Over a period of 10 days, sitting or lounging behavior took up the equivalent of 12.3 hours over a 16-hour waking day — about 77%, on average.
That’s a whole lot of sitting. But subjects differed in the extent to which they hunkered down for long stretches without getting up and moving around.
When researchers measured the “bout length” of subjects’ sitting spells, they found that 52% lasted less than a half-hour, 22% lasted between a half-hour and just under an hour, 14% lasted 60 to 89 minutes and 14% went on for more than 90 minutes.
After tracking subjects for four years, the researchers found that subjects who racked up the most time sitting were most likely to have died during the study period, and those who spent the least time sitting were least likely to have died. That was no surprise.
But when they looked at the death rates as a function of how often subjects went long hours without getting up, they saw a similar pattern: Those whose sitting bouts tended to be lengthier were more likely to have died than were those whose sitting spells tended to be shorter.

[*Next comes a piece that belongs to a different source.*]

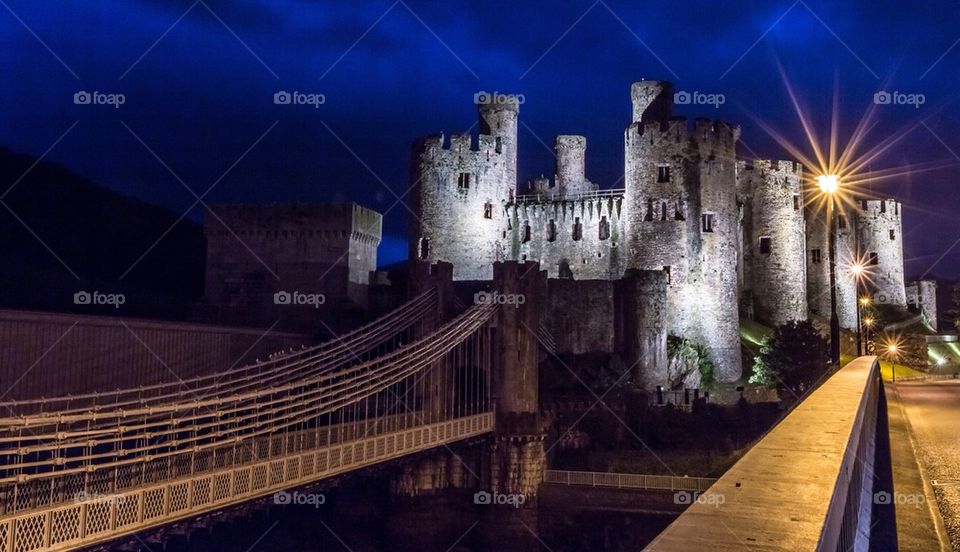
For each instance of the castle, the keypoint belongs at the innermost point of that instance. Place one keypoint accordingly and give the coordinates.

Make no mistake, the authors of the new research cautioned: “Accumulation of large volumes of sedentary time is a hazardous health behavior regardless of how it is accumulated.” But logging sedentary time in shorter bouts of sitting “is the least harmful pattern of accumulation.”
Study participants who racked up the most time in a chair tended to be older, were more likely to smoke, and were disproportionately African-American. They tended to be teetotallers, to have a higher body-mass index, and were less likely to get much intentional exercise. They were also more likely to have diabetes, high blood pressure, worrisome cholesterol readings and a history of stroke, atrial fibrillation or coronary heart disease.
“If you’re sitting too much, you need to do something about it — like right now,” said Dr. James A. Levine, an obesity expert at the Mayo Clinic who studies the health effects of sitting. “Unless you get moving now, you’re in trouble later.”
The finding that a workout will not undo the harms caused by prolonged sitting is unsurprising, Levine added.
“Even if you’re a gymgoer and think you’re safe on account of your excellent effort, you are not,” Levine said. “No one gets away from this stuff. … Excess sitting, this study seems to suggest, is a death sentence.”
To live longer, healthier lives “may require us to count the total number of hours we are sedentary per day, the total number of minutes we sit at a time, the total number of standing breaks we take per hour, the total number of steps we take per day, and the total metabolic equivalent of task-minute volume of exercise we achieve per week,” wrote University of Toronto cardiologist Dr. David A. Alter in an editorial recently.
That sure is a lot of counting over the course of a lifetime — all to reverse the evolutionary patterns of a society gone lazy,” Alter added.